I would like to implement a simple stack in my microcontroller firmware. The stack I would like to implement is like this, i.e. something standard.
The problem is that the flash memory IC I am using supports page-granularity for write but sector-granularity for erasing and just like any other NAND flash, before writing some data on the flash, you should erase that part.
So as a summary, I erase a sector and write some data on its first page. For rewriting even one byte of that page, I should erase the whole sector first.
In my stack,
| O | O | O | O | O | O |
I push some data:
| W | W | W | O | O | O |
and then pop one of them:
| W | W | P | O | O | O |
Now I would like to push another data. Here the problem appears. If just like a standard stack, I decide to write on previous data and just change the index, I must delete the whole sector first! Therefore I should solve this problem programmatically.
Any ideas?
P.S: The flash memory map is: 16 Blocks -> Each Block = 16 Sectors -> Each Sector = 16 Pages -> Each Page = 256 Bytes
I have a write-command at page level with an offset and erase command for sector and block.

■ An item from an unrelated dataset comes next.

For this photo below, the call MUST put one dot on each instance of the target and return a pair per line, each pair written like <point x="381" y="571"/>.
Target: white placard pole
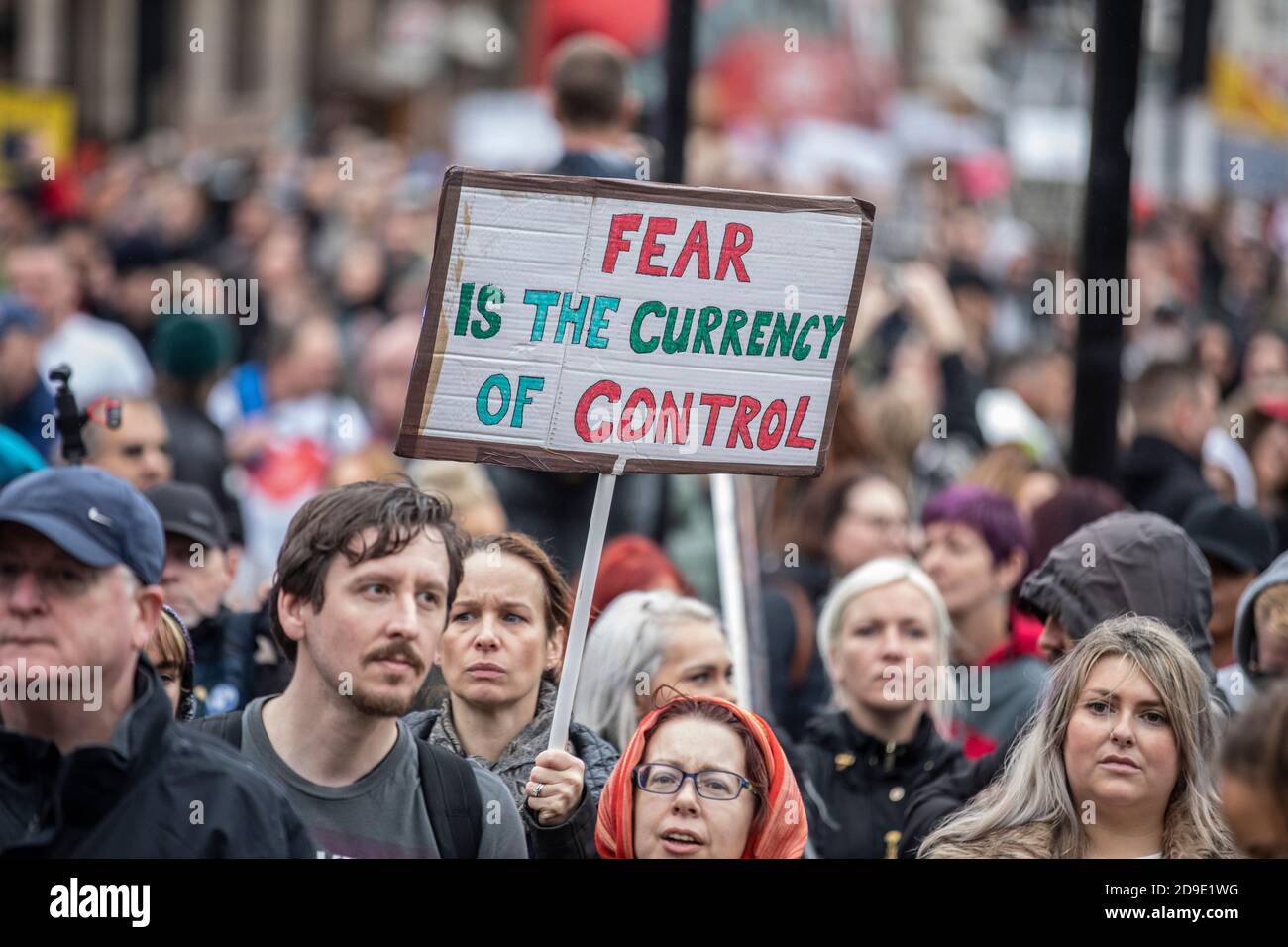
<point x="581" y="611"/>
<point x="733" y="603"/>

Well, if you don't want to write a whole sector with every push, you'll have to tolerate some old data in your stack:
| W | W | P | W | O | O |
You will need to reserve at least one bit in each item that allows you to distinguish between the valid and invalid ones. Assuming that a sector-erase fills it with 1s, then leave the valid bit 1 in all valid items that you write. You will then be able to change it to a 0 by writing just one page when you pop the item off, marking it as invalid.
Since you can't reuse item slots in this scheme, your stack will grow continuously toward the end of memory. That is actually what you want, since that NAND flash can only be written so many times before it dies, and this scheme will spread the writes out somewhat. When you get to the end of space, you can erase and rewrite the whole thing to remove all the gaps.
It may happen that you end up with a very long sequence of invalid items, so popping past them could involve scanning all the intermediate ones. You can fix this problem by reserving more than one bit in each item. When you write a valid item, you use these bits to store the number of invalid items that precede it, plus 1. This lets you skip back quickly and pop in constant time.
Then, when you want to mark an item as invalid, you can change the bits reserved for this count to all 0s, again by writing just one page. This zero count could not appear in a valid item, so it serves as an invalid mark.